Node embedding is a key technique for representing graph nodes as vectors while preserving structural and relational properties, which enables machine learning tasks like feature extraction, clustering, and classification. While classical methods such as DeepWalk, node2vec, and graph convolutional networks learn node embeddings by capturing structural and relational patterns in graphs, they often require significant computational resources and struggle with scalability on large graphs. Quantum computing provides a promising alternative for graph-based learning by leveraging quantum effects and introducing novel optimization approaches. Variational quantum circuits and quantum kernel methods have been explored for embedding tasks, but their scalability remains limited due to the constraints of noisy intermediate-scale quantum (NISQ) hardware. In this paper, we investigate quantum annealing (QA) as an alternative approach that mitigates key challenges associated with quantum gate-based models. We propose several formulations of the node embedding problem as a quadratic unconstrained binary optimization (QUBO) instance, making it compatible with current quantum annealers such as those developed by D-Wave.
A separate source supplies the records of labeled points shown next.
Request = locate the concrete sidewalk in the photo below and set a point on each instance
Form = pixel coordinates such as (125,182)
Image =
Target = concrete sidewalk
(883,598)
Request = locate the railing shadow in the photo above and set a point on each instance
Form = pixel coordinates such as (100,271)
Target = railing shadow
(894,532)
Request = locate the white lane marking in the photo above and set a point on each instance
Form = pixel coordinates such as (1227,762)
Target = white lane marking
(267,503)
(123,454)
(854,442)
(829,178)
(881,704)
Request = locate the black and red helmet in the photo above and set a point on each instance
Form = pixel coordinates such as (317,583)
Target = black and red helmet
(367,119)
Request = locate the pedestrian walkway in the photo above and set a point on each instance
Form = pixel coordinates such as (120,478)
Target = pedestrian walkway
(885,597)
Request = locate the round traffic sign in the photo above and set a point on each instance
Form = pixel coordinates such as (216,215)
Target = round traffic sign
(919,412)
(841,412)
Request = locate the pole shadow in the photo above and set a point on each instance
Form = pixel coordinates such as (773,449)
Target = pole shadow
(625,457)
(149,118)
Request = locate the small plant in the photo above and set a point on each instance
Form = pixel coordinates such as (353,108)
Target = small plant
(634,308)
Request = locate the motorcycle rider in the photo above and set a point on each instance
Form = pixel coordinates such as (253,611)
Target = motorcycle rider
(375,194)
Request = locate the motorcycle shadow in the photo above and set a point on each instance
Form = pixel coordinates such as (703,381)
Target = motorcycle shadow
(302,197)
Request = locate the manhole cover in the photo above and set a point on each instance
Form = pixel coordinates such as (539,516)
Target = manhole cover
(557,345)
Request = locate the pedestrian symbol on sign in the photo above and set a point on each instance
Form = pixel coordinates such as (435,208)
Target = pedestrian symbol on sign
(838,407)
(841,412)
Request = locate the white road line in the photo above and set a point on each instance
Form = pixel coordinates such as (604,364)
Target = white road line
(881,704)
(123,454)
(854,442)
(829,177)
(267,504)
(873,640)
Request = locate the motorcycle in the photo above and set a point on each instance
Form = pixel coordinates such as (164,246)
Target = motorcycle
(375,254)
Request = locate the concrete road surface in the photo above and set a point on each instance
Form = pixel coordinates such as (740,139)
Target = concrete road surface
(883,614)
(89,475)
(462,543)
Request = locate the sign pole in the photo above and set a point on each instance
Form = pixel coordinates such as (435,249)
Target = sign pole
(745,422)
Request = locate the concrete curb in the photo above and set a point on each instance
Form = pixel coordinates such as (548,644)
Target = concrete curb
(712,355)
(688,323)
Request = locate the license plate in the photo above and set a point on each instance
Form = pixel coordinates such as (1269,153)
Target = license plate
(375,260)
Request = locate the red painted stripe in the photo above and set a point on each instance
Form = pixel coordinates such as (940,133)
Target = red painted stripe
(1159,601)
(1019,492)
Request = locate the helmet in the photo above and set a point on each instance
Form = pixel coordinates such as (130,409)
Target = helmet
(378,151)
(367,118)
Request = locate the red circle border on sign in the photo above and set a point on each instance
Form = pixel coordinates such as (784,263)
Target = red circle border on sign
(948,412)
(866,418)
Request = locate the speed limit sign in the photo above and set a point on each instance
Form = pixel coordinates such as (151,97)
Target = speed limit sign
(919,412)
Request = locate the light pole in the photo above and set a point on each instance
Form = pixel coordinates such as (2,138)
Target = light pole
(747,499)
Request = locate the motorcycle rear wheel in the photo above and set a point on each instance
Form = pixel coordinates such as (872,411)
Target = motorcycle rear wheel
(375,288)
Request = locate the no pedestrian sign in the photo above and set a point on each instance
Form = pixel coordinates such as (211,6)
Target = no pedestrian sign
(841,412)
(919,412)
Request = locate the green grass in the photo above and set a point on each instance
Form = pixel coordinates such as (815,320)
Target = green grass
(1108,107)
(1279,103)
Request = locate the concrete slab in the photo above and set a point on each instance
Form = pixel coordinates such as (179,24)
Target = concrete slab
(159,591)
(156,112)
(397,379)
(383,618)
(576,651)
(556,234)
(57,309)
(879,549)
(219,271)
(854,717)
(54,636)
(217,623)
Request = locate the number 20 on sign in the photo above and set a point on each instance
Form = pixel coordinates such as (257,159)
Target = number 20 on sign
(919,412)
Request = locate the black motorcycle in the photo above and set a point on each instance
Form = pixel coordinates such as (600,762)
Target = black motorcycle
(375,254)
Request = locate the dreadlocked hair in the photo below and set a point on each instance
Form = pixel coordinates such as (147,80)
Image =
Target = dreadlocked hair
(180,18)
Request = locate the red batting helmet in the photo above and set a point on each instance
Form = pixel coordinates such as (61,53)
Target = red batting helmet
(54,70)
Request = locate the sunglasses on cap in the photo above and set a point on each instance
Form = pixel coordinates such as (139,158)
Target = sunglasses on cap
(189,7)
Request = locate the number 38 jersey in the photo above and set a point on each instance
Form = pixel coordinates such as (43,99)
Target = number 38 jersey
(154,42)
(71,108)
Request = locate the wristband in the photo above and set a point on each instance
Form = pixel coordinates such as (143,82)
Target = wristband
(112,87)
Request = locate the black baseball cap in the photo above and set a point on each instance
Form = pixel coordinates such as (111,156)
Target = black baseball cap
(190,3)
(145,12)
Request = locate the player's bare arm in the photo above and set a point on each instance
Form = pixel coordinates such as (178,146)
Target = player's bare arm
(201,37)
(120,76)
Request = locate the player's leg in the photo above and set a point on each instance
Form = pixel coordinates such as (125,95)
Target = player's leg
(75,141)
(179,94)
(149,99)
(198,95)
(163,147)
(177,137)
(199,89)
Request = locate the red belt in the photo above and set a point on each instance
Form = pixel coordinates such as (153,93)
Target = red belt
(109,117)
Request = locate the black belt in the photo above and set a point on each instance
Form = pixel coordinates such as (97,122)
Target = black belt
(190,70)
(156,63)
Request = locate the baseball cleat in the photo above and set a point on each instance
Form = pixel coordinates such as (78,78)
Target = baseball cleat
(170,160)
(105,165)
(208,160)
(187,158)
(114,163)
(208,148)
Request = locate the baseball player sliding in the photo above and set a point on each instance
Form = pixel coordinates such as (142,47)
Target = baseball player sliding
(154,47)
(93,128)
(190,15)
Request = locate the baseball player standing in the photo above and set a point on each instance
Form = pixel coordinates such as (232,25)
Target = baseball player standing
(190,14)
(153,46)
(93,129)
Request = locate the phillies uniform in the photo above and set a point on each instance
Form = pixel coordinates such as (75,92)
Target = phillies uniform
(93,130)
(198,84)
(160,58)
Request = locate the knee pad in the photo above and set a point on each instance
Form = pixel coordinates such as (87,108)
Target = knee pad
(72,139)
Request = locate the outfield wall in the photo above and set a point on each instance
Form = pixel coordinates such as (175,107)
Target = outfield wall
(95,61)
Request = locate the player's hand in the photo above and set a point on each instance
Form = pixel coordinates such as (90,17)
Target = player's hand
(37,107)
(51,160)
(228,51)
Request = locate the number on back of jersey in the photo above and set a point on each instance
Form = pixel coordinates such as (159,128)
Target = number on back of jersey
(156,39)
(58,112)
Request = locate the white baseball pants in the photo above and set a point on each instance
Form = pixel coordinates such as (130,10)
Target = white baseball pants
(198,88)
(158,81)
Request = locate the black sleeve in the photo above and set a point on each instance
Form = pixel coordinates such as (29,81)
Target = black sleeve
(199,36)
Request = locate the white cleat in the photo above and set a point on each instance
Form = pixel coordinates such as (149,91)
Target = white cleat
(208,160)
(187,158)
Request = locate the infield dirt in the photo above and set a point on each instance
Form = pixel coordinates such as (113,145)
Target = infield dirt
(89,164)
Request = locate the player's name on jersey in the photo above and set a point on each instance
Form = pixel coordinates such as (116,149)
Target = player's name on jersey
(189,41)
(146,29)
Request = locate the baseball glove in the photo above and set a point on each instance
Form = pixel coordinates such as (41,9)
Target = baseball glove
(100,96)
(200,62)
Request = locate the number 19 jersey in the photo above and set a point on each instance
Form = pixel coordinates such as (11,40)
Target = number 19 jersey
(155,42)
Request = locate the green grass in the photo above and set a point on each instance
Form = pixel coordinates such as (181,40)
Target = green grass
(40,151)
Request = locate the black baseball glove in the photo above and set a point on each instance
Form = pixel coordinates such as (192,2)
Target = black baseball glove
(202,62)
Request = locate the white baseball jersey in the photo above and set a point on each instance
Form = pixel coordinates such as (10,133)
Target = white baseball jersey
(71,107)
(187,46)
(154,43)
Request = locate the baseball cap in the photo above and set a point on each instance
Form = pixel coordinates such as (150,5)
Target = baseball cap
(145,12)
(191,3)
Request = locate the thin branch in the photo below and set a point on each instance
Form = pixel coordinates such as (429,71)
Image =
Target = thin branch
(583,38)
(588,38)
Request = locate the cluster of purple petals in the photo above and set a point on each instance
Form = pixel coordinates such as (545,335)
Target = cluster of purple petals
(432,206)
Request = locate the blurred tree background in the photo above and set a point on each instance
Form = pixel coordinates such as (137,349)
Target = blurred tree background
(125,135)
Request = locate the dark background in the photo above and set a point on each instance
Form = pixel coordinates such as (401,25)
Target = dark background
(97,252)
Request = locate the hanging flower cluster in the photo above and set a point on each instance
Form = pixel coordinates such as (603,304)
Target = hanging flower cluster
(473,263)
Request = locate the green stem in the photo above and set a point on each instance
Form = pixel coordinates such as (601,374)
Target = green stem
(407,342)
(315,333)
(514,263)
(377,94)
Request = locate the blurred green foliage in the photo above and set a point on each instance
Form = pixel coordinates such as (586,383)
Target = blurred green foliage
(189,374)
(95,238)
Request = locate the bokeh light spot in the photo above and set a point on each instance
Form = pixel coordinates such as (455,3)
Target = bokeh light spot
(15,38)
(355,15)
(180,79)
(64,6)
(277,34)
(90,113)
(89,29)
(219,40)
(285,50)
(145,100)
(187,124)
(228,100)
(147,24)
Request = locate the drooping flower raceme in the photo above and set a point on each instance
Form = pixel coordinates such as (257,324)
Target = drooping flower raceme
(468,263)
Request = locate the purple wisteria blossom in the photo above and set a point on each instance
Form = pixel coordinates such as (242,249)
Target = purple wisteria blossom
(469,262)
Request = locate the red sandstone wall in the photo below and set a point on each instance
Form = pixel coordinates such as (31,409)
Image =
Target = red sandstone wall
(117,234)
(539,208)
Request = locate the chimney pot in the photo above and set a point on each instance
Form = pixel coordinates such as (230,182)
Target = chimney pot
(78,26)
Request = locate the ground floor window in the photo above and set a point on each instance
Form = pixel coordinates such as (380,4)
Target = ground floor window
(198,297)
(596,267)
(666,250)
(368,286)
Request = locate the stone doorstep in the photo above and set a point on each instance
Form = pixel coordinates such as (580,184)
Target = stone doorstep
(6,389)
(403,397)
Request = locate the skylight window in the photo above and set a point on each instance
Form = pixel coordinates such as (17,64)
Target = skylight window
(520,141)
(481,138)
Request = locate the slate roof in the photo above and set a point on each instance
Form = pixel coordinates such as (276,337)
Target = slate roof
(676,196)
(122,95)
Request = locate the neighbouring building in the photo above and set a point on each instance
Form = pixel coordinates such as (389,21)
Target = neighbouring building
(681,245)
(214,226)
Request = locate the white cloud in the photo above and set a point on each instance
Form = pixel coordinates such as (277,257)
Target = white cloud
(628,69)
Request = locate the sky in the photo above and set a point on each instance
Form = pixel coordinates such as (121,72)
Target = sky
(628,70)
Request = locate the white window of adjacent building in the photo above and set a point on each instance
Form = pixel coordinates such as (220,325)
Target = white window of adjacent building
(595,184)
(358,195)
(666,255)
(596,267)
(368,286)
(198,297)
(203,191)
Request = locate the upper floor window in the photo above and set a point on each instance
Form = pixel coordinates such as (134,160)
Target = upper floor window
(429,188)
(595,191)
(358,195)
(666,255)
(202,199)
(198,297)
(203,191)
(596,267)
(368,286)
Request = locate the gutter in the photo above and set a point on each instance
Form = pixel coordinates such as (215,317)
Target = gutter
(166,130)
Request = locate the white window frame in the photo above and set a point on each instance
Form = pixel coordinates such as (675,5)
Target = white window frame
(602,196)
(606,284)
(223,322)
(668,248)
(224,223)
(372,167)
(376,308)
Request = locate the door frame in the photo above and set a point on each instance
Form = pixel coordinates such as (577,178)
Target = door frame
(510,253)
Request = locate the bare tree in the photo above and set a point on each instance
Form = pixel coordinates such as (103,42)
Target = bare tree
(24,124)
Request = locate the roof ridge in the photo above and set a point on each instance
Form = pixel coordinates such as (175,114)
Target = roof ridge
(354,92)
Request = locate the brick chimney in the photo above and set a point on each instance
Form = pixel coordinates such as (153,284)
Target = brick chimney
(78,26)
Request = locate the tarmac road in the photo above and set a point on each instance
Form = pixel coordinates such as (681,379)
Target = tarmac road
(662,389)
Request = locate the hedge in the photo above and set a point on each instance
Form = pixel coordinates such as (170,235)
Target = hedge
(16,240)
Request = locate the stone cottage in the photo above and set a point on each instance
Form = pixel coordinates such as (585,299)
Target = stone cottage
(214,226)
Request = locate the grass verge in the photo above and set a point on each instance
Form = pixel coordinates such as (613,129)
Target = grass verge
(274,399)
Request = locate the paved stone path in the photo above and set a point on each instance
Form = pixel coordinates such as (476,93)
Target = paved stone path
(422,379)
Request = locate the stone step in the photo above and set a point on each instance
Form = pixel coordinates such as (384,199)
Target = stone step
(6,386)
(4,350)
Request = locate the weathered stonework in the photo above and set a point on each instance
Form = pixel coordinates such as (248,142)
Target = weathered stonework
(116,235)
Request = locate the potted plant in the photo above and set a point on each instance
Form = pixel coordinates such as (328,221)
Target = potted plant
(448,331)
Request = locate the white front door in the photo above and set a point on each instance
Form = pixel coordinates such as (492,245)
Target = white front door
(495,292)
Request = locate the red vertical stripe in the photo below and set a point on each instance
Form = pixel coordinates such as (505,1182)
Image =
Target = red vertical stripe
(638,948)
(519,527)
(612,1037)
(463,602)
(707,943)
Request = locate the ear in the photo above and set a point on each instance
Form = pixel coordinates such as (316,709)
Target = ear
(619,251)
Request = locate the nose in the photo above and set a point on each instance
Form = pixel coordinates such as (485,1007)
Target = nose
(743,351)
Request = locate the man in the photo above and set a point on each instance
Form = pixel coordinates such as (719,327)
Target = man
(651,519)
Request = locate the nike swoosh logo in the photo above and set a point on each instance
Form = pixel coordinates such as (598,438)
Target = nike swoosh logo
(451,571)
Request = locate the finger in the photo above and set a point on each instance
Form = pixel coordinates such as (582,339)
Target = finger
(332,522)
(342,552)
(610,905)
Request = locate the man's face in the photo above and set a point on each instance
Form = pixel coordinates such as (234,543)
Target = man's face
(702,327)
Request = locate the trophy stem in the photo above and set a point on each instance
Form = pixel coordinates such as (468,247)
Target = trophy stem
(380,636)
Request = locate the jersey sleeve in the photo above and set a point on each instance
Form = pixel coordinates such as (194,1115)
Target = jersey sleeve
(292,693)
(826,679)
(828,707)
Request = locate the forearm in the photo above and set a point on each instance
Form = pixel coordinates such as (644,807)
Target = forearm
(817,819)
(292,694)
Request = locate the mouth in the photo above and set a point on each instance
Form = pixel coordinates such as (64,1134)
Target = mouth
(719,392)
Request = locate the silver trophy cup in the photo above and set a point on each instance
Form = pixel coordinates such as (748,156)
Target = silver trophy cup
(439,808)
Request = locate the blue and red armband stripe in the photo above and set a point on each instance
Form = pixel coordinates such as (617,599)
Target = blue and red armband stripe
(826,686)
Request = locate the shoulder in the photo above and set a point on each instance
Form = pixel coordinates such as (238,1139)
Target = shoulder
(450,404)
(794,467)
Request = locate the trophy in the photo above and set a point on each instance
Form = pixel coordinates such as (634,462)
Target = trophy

We implement our algorithms on a D-Wave quantum annealer and evaluate their performance on graphs with up to 100 nodes and embedding dimensions of up to 5. Our findings indicate that QA is a viable approach for graph-based learning, providing a scalable and efficient alternative to previous quantum embedding techniques.

Paper Structure

This paper contains 24 sections, 38 equations, 4 figures, 2 tables.

Figures (4)

  • Figure 1: Comparison of the methods for different classes of input graphs, embedding dimension, and similarity type.
  • Figure 2: Error comparison across embedding dimensions for different similarity metrics. Labels indicate the similarity function used in the objective function (first component) and in the error estimation (second component).
  • Figure 3: Dependence of QUBO size on the number of nodes, embedding dimension, and similarity metric. The top row displays the number of linear terms (number of variables), while the bottom row shows the number of quadratic terms.
  • Figure 4: Scaling behavior of QUBO size and performance metrics for graph adjacency similarity. The first row shows the percentage of embeddable instances, the second row presents the QA error, and the third and fourth rows display the number of linear and quadratic terms, respectively.